110 とある夕暮れの
突然の夕立の気配に、オレは雨やどりができる軒先へと急ごうと、公園の角を曲がった。
心臓が止まりそうになった。
雨は段々と量を増してくるが、オレの足はそこで止まってしまった。
その時、あの日の出来事が脳裏をかすめる。
が、しかし。
今日のオレはあいにく傘を持っていない。
ドクンと音が鳴り出した。
どうやら心臓は止まらずにすんだようだ。というか、段々と元気に飛び跳ねるようになっていく。
オレは目をつぶり、大きく息を吸い込んだ。
そして目を開けて、ゆっくりと吐き出した。
さあ、と一歩を踏み出すと、軒下のマドンナがこちらを向いた。
彼女はニッコリと微笑んで、大きく手を振る。
なんて可愛らしいんだ。
涼風愛優さん! オレはあなた様をお慕い申し上げています!
オレは至って平静を装い、やあ、と左手を挙げ雨を避けるべく軒下まで走って行った。
「部活? 制服濡れちゃったね」
少し雨粒のついた制服を、愛優ちゃんはハンカチで拭ってくれる。
「ああ。
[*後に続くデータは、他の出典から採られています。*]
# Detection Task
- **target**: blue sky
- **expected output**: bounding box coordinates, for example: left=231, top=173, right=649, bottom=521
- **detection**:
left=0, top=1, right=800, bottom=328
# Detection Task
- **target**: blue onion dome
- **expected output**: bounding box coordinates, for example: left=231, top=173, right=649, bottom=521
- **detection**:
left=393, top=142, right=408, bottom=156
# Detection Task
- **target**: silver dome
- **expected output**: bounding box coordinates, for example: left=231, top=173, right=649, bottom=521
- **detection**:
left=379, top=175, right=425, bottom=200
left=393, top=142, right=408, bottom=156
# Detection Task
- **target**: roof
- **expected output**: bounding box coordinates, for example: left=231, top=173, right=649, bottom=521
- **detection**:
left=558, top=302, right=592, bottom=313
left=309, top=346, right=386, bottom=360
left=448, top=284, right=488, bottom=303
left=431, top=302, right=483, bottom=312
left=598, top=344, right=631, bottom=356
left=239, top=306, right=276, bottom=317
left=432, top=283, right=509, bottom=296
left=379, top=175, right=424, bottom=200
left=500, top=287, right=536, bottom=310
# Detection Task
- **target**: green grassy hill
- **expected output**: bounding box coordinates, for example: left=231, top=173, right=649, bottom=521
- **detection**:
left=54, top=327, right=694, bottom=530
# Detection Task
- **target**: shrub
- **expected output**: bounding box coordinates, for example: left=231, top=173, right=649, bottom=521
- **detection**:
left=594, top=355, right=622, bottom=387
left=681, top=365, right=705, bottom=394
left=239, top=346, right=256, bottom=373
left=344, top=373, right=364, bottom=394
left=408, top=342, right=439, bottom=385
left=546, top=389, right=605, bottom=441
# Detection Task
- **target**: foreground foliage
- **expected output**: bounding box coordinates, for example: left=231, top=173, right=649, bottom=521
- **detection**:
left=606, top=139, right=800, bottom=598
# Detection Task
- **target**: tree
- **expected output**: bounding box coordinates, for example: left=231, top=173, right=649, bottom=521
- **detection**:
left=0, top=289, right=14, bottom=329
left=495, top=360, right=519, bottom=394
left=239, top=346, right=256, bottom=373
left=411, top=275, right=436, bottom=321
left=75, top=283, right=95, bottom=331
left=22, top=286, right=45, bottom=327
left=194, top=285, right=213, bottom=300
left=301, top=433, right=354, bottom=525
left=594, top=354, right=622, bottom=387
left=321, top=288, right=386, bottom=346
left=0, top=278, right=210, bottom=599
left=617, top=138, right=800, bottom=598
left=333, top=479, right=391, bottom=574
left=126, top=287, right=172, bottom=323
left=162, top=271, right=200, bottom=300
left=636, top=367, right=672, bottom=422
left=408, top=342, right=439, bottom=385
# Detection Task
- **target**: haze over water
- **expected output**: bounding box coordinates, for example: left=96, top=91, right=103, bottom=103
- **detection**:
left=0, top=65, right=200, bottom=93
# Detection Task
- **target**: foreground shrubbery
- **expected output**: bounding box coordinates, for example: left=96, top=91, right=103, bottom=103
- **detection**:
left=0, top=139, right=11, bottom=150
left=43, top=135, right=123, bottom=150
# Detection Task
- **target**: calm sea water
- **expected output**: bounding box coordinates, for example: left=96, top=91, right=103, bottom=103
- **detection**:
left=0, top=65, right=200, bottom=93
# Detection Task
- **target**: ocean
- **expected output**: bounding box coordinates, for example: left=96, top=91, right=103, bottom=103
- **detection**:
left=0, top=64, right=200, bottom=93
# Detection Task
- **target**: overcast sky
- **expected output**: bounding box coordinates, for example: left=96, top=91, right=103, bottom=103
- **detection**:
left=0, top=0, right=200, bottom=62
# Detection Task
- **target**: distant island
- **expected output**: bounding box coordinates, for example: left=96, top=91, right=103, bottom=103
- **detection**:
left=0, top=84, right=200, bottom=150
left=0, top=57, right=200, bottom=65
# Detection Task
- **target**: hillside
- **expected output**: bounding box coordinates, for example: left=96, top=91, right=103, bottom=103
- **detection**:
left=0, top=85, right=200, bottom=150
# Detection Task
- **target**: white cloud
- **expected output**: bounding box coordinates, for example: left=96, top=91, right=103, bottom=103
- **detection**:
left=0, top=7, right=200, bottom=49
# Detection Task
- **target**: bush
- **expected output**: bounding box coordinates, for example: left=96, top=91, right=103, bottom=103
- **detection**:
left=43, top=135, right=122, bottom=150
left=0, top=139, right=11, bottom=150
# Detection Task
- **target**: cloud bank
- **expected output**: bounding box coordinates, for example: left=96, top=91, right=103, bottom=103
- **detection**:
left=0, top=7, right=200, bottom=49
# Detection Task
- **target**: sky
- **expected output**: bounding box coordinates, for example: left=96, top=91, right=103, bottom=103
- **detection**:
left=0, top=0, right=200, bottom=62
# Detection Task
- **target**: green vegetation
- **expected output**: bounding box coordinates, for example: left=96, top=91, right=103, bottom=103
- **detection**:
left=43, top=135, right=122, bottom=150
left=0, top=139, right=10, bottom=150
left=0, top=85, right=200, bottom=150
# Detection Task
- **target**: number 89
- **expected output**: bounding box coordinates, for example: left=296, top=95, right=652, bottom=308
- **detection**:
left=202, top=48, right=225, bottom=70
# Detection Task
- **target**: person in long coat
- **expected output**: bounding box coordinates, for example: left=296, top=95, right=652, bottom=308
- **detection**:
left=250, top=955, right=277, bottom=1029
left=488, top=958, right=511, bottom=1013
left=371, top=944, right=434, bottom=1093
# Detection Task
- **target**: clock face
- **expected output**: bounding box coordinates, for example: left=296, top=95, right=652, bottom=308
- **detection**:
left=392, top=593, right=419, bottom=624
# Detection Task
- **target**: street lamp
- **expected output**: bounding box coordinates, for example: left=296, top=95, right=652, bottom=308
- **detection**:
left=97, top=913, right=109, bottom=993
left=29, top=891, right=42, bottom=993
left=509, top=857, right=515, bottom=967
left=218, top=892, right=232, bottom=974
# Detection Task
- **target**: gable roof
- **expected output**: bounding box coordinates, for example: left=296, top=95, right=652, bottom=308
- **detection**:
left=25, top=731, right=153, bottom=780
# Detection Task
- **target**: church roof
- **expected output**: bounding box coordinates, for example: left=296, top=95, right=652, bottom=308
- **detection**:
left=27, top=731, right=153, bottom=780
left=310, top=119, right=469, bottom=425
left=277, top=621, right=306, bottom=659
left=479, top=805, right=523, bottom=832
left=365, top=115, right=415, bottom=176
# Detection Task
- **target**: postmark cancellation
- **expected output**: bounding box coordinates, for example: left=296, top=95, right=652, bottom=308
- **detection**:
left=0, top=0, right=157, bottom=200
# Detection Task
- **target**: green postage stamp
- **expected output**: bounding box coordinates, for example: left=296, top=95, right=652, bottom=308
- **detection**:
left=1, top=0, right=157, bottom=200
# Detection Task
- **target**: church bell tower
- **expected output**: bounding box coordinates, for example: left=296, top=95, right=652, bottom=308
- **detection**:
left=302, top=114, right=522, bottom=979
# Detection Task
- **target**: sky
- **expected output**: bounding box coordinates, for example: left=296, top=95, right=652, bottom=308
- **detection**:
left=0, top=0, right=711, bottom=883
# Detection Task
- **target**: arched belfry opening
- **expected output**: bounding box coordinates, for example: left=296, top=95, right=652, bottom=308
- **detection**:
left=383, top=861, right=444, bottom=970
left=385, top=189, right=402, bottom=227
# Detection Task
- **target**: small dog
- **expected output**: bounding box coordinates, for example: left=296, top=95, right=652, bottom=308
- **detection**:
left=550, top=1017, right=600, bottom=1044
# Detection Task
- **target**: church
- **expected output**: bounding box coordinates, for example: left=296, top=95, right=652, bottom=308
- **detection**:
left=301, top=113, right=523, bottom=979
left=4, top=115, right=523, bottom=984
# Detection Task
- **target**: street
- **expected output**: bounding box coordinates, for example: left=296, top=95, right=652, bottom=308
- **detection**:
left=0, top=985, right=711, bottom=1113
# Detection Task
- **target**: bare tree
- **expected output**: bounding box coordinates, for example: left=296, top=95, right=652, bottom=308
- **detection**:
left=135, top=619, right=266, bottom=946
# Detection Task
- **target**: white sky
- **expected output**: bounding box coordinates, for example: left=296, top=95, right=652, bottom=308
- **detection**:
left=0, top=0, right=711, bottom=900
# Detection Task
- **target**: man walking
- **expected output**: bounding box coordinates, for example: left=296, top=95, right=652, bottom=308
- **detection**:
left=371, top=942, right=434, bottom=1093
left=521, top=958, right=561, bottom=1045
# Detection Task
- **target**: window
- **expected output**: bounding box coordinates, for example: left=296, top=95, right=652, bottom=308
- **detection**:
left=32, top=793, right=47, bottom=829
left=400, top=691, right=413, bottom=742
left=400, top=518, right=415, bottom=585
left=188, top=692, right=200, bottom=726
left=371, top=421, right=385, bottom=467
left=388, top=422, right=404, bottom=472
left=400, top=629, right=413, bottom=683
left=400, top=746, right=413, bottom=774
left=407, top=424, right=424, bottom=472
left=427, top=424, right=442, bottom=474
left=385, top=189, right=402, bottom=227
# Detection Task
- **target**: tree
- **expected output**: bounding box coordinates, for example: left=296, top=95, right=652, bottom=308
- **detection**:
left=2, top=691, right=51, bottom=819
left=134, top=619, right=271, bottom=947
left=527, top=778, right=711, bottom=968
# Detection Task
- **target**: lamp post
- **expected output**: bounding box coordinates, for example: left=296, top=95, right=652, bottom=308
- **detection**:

秋季大会があるからね。あ、ハンカチ汚れちゃうからいいよ」
オレは一歩下がって遠慮したが、愛優ちゃんはお構いなしに一歩前に出て背伸びをし、今度はオレの濡れた髪を拭く素振りを見せた。
思わず彼女の右手首を掴んで、「ホントにいいから」と言うと、「風邪引いちゃうよ」って。
上目づかいで心配そうに見つめる彼女の愛らしさに、オレは言葉を失った。
少しの間、見つめ合うようなカタチになってしまい、ハッとしてお互い目を逸らす。
なぜかオレの口から出て来た言葉は「ごめん」だった。
慌てて彼女の腕からオレは手を離す。
鼓動が勢いを増して、オレの胸から飛び出しそうになった。
なんだか解らないが、オレはそのまま愛優ちゃんにハンカチで濡れた髪を拭かれるまま、その場で固まってしまった。
ひととおり拭き終わったのか、彼女は徐に言葉を発した。
「このままここで雨やどりする?」
「愛優ちゃんは?」
「それとも」
そう言って彼女は軒下に立てかけていた大ぶりの傘を指さし、続ける。
「一緒に入る?」
これは、この光景は紛れもなく。
デジャビュ? デジャブ……。デジャヴ? どれだっけ?
まあいいや。既視感。
少しはにかんで言う彼女の言葉に、嬉しい気持ちを悟られまいと、素っ気なく返す。
「べつにいーけど」
こころなしか、彼女の頬がほんのり色づいているように見えるのは、気のせいだろうか。
だけどこのまま気づかぬフリをしていよう。
今日が雨でよかった。
オレの鼓動が雨音にかき消されて、彼女には伝わらないだろうから。